美しい国

小泉内閣メールマガジンが終了したと思ってそのままにしていたら、今朝「安倍内閣メールマガジン(創刊準備号)」なるメールが送られてきました*1


ABEさんについては、何を言いたいのかよくわからない人…という印象を持っています。「美しい国」というキャッチコピーをしきりと連呼しておられるようですが、それが何を意味しているのかわかりません。

 私は、毎日額に汗して働き、家族を愛し、未来を信じ、地域をよくしたいと願っているすべての国民のための政治をしっかりと行っていきたい。
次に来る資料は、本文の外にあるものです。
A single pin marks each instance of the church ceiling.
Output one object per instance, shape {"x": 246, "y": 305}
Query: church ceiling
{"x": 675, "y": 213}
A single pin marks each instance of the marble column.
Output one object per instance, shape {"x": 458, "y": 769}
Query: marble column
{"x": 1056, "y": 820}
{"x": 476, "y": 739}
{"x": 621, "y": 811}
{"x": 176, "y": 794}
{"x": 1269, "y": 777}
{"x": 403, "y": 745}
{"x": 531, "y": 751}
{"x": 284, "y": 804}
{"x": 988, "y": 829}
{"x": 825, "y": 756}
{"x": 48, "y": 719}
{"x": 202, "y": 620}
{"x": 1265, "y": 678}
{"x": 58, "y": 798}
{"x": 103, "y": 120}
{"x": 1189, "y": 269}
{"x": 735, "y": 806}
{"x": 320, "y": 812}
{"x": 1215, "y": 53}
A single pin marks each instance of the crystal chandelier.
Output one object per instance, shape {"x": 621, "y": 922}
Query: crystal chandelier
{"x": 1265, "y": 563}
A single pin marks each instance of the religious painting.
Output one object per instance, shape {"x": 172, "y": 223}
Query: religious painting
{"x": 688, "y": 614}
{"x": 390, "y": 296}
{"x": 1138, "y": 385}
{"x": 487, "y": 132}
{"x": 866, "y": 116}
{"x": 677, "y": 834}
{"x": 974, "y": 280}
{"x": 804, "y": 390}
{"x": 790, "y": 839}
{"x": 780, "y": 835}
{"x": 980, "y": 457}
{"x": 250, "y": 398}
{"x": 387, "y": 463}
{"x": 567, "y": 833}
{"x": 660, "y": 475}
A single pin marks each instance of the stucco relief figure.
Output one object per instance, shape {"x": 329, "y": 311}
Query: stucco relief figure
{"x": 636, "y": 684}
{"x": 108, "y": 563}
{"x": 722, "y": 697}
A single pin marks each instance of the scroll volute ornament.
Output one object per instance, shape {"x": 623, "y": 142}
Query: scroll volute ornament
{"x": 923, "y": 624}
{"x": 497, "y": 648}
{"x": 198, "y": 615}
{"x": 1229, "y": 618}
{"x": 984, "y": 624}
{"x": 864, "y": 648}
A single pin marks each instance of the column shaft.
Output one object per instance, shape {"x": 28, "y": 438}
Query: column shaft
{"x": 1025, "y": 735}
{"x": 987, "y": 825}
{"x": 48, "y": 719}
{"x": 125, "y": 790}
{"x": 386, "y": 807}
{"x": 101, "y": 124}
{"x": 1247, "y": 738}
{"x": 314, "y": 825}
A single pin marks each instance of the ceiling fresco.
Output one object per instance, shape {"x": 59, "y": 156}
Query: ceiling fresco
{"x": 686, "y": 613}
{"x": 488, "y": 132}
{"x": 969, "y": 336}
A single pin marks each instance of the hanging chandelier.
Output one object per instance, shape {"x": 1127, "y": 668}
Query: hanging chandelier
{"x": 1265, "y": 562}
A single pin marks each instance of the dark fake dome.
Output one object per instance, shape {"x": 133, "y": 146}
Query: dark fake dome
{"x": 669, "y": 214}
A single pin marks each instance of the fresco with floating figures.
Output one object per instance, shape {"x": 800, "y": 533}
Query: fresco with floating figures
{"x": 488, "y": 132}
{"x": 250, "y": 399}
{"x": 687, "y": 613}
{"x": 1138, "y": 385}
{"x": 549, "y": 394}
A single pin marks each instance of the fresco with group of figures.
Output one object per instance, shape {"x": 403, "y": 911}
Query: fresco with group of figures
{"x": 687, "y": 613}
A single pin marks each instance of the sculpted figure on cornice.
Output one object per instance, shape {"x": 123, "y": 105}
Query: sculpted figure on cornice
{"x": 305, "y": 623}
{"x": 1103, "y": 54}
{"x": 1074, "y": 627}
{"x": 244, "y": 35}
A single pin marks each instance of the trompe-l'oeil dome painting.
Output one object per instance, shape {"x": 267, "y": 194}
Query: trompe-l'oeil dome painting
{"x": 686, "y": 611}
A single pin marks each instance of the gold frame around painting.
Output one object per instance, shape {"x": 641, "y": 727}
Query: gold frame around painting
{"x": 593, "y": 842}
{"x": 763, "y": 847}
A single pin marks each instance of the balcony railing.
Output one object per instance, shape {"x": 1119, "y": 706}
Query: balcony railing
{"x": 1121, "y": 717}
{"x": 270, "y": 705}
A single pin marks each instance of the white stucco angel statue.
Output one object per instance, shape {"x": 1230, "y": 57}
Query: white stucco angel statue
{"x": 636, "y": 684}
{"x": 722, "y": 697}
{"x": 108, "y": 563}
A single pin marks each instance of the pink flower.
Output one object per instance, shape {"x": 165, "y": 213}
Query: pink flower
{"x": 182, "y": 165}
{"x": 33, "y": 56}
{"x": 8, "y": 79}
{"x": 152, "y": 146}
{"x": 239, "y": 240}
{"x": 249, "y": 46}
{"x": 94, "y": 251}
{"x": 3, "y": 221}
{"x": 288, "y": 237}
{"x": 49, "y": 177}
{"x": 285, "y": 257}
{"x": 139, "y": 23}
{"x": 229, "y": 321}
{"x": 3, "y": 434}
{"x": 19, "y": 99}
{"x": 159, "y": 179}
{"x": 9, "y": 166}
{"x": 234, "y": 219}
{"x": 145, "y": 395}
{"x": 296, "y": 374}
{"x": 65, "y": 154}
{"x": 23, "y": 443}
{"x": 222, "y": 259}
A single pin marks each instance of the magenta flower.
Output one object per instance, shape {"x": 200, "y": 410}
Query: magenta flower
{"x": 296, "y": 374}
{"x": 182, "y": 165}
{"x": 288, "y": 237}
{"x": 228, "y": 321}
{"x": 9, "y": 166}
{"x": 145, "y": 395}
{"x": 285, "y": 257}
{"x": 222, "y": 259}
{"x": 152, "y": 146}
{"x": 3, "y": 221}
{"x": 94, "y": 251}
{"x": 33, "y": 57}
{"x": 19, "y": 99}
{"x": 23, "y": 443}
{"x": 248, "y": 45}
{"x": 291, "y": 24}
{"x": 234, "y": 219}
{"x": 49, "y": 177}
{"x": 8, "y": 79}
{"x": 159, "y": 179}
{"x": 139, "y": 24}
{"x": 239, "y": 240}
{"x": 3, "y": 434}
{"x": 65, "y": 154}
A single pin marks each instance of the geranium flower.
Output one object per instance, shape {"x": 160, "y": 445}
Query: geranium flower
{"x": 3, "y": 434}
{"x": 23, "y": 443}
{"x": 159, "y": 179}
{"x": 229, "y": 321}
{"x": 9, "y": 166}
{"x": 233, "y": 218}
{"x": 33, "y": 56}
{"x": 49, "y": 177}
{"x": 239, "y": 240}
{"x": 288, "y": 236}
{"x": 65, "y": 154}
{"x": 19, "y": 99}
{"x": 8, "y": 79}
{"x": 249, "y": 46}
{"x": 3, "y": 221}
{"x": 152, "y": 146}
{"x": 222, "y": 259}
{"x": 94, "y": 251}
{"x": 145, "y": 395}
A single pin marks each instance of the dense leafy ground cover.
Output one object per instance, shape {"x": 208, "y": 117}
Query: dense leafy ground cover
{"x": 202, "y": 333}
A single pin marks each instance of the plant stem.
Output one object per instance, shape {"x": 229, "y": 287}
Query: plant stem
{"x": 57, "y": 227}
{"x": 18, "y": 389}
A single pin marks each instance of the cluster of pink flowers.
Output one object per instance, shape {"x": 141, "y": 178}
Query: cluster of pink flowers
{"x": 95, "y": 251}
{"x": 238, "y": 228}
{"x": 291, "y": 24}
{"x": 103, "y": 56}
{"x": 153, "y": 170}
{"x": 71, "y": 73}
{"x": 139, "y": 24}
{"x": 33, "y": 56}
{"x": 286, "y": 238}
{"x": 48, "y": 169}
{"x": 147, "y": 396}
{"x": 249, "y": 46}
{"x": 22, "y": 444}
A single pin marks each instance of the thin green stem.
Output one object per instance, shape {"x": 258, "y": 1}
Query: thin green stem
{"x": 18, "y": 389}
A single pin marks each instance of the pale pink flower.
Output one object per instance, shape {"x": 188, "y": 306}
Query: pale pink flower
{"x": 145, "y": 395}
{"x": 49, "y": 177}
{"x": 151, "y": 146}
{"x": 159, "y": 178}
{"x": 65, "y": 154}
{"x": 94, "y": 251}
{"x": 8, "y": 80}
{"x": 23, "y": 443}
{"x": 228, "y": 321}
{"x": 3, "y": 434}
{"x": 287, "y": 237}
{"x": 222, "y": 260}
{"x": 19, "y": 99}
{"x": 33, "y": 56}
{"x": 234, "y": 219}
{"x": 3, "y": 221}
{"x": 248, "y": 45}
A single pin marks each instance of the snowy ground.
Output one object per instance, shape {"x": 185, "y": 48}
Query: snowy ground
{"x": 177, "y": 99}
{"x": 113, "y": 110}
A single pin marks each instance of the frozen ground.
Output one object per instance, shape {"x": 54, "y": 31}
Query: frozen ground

そのために「美しい国創り内閣」を組織いたしました。

 かつて、日本を訪れたアインシュタインは、「日本人が本来もっていた、個人に必要な謙虚さと質素さ、日本人の純粋で静かな心、それらのすべてを純粋に保って、忘れずにいてほしい」という言葉を残しました。

 日本は、世界に誇りうる美しい自然に恵まれた長い歴史、文化、伝統を持つ国です。アインシュタインが賞賛した日本人の美徳を保ちながら魅力あふれる活力に満ちた国にすることは十分可能です。日本人にはその力がある、私はそう信じています。
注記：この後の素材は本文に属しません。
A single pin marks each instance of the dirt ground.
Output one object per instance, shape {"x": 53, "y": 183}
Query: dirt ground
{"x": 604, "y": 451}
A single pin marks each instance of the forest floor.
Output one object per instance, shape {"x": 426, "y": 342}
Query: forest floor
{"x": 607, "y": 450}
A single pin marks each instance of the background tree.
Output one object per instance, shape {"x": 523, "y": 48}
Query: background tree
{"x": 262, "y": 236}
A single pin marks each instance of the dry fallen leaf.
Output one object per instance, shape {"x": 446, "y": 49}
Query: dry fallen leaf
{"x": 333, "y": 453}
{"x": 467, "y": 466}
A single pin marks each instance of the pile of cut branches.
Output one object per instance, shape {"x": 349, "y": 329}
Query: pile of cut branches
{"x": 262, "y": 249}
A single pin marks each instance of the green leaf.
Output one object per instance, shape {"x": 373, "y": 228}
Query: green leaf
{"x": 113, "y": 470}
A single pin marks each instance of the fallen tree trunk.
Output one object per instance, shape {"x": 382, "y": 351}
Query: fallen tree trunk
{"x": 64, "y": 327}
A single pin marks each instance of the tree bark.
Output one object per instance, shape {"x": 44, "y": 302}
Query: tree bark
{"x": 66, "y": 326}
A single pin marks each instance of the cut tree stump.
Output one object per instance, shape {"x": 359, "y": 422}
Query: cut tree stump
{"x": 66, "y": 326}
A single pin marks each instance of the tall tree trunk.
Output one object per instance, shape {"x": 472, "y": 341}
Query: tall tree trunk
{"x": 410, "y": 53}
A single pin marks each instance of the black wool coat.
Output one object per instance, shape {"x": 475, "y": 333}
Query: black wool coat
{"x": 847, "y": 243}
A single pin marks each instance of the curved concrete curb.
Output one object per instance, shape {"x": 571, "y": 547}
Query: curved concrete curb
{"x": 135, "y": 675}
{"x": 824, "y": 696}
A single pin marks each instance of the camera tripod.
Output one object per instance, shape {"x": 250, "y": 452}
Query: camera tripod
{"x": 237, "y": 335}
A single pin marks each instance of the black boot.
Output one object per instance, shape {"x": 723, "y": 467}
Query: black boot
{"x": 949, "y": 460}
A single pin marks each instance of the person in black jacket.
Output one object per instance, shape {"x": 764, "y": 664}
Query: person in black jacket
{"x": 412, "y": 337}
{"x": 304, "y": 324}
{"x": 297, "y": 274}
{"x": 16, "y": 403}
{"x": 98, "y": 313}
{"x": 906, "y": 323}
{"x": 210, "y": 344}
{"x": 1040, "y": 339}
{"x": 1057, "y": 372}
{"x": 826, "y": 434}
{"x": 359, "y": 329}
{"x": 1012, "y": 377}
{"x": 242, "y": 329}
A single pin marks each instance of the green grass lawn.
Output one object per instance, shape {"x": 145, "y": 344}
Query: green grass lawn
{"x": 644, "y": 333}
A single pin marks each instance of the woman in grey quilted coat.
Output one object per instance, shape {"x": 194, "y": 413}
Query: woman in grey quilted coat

 今日よりも明日がよくなる、豊かになっていく、そういう国を目指していきたい。世界の国々から信頼され、そして尊敬され、みんなが日本に生まれたことを誇りに思える「美しい国、日本」をつくっていきたいと思います。
(「安倍内閣メールマガジン(創刊準備号)」より)

先日つれあいとも話していたのですが、「美しい」という価値判断には、「誰から見て美しいのか」という主観の問題が必ず関わってきます。人それぞれ、何をもって「美しい」と感じるかは、バラバラなのです。
私自身も「日本の自然・四季は美しいなあ」と思いますが、それはABEさんが「美しい」と思うポイントとは、ずれているかもしれません。また、ここでABE氏はアインシュタインの言葉を引用していますが、これとて見る人によっては「日本人の引っ込み思案でケチで狭量な心」と読み替えられるかもしれません。そうした人の価値判断は、ないがしろにされてしまうのでしょうか?
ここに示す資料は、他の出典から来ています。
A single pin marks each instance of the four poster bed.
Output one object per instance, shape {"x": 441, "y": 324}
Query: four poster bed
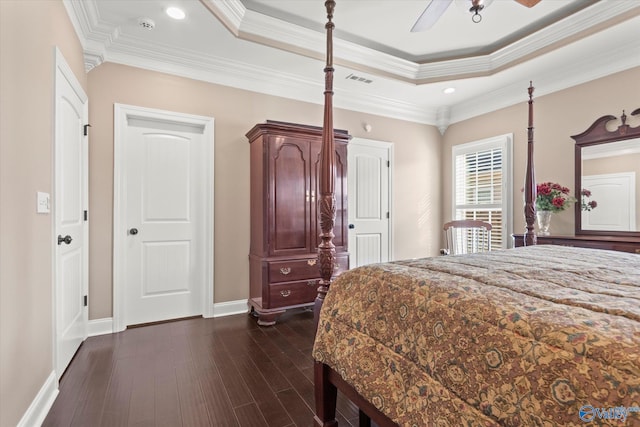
{"x": 538, "y": 335}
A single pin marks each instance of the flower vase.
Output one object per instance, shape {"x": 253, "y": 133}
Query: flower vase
{"x": 544, "y": 221}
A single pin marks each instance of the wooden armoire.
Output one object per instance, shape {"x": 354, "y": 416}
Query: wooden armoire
{"x": 285, "y": 228}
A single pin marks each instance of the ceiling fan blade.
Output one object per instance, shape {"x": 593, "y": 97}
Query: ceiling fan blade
{"x": 528, "y": 3}
{"x": 431, "y": 14}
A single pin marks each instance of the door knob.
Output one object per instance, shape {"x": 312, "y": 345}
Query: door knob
{"x": 66, "y": 239}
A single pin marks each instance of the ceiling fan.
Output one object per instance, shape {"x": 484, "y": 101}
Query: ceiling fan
{"x": 436, "y": 8}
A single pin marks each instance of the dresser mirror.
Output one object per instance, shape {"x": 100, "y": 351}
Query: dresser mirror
{"x": 607, "y": 165}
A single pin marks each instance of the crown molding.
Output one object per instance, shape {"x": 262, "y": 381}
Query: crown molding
{"x": 624, "y": 57}
{"x": 103, "y": 43}
{"x": 274, "y": 32}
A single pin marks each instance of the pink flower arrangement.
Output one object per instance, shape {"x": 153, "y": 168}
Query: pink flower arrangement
{"x": 585, "y": 203}
{"x": 553, "y": 197}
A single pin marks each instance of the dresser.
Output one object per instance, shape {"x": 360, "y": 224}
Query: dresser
{"x": 613, "y": 243}
{"x": 285, "y": 229}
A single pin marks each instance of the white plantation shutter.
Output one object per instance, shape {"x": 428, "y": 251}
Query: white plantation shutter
{"x": 482, "y": 185}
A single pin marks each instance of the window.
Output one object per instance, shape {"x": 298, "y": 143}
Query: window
{"x": 482, "y": 185}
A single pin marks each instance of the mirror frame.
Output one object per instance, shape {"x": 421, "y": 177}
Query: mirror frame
{"x": 598, "y": 134}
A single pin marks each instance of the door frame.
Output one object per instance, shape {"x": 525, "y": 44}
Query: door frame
{"x": 62, "y": 69}
{"x": 384, "y": 145}
{"x": 121, "y": 114}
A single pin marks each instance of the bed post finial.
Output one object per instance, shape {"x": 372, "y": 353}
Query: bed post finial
{"x": 327, "y": 200}
{"x": 530, "y": 180}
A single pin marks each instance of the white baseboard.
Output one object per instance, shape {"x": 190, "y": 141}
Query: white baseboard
{"x": 100, "y": 327}
{"x": 105, "y": 326}
{"x": 39, "y": 408}
{"x": 230, "y": 307}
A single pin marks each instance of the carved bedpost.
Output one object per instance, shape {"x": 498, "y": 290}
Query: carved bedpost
{"x": 327, "y": 199}
{"x": 530, "y": 180}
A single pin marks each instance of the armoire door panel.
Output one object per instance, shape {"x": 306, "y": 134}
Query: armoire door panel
{"x": 290, "y": 198}
{"x": 284, "y": 225}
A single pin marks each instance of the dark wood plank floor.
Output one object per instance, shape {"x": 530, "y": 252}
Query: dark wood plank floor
{"x": 225, "y": 371}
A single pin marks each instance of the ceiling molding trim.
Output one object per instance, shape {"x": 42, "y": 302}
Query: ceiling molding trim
{"x": 274, "y": 32}
{"x": 623, "y": 58}
{"x": 264, "y": 80}
{"x": 230, "y": 12}
{"x": 590, "y": 20}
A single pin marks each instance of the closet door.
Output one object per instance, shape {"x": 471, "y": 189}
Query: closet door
{"x": 290, "y": 197}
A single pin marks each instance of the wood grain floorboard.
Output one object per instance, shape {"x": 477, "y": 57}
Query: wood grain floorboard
{"x": 226, "y": 372}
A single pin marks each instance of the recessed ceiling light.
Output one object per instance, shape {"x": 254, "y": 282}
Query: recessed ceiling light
{"x": 175, "y": 12}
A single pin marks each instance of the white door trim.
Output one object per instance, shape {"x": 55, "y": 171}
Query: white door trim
{"x": 62, "y": 69}
{"x": 388, "y": 146}
{"x": 121, "y": 114}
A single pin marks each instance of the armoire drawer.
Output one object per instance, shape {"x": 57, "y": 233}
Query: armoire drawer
{"x": 293, "y": 293}
{"x": 299, "y": 269}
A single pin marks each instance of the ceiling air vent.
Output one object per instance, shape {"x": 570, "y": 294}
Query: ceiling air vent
{"x": 146, "y": 23}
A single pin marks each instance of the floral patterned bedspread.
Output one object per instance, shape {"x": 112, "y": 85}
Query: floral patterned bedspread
{"x": 536, "y": 336}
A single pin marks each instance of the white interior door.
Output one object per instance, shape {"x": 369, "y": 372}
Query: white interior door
{"x": 369, "y": 189}
{"x": 166, "y": 218}
{"x": 616, "y": 197}
{"x": 70, "y": 202}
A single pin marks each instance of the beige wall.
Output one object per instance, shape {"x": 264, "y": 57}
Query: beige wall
{"x": 556, "y": 117}
{"x": 416, "y": 179}
{"x": 28, "y": 33}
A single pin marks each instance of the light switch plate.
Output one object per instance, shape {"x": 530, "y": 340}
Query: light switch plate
{"x": 43, "y": 202}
 メルマガ編集長をはなれてからも、私は、いろいろな人と話をする機会を大切にしてきました。

 いろいろな仕事を経験されて農業に再チャレンジした人。定年した後伝統文化の世界で活躍している人。非行少年の就職を支援している人。ホームレスから立ち直った人。起業を目指すフリーター。障害者が安心して外出できるようなまちづくりを訴える車椅子利用者。高齢者の雇用に取り組んでいる企業などなど。

 日本全国北から南まで、大勢の方々と話し合ってきました。何かに挑戦しようとしている人たちのご意見は大変参考になります。

 机上の議論だけでなく、実際にどういうことが必要なのか、何にみんなが困っているのか、苦しんでいるのか、壁は何なのか、いろいろな人の話を聞いていくことが、本当に求められている施策につながっていくものだと思います。
(「安倍内閣メールマガジン(創刊準備号)」より)

随分偏った方面の人たちばかりを挙げて「いろいろな人の話を聞いていくこと」が大事だと述べられていますが、そんなことよりも先に、リーダーたるABE氏自身の「美しさ」の判断基準をつまびらかにすることが、求められているのではないでしょうか?


「美しい」という言葉が人によってどれだけ違った意味で使われ、どれだけ他者を斥ける力を持っているか。「日本古来の美徳」への伝統回帰を叫んだ三島由紀夫は、この問題を小説『美しい星』で皮肉(自嘲?)を交えて描いています。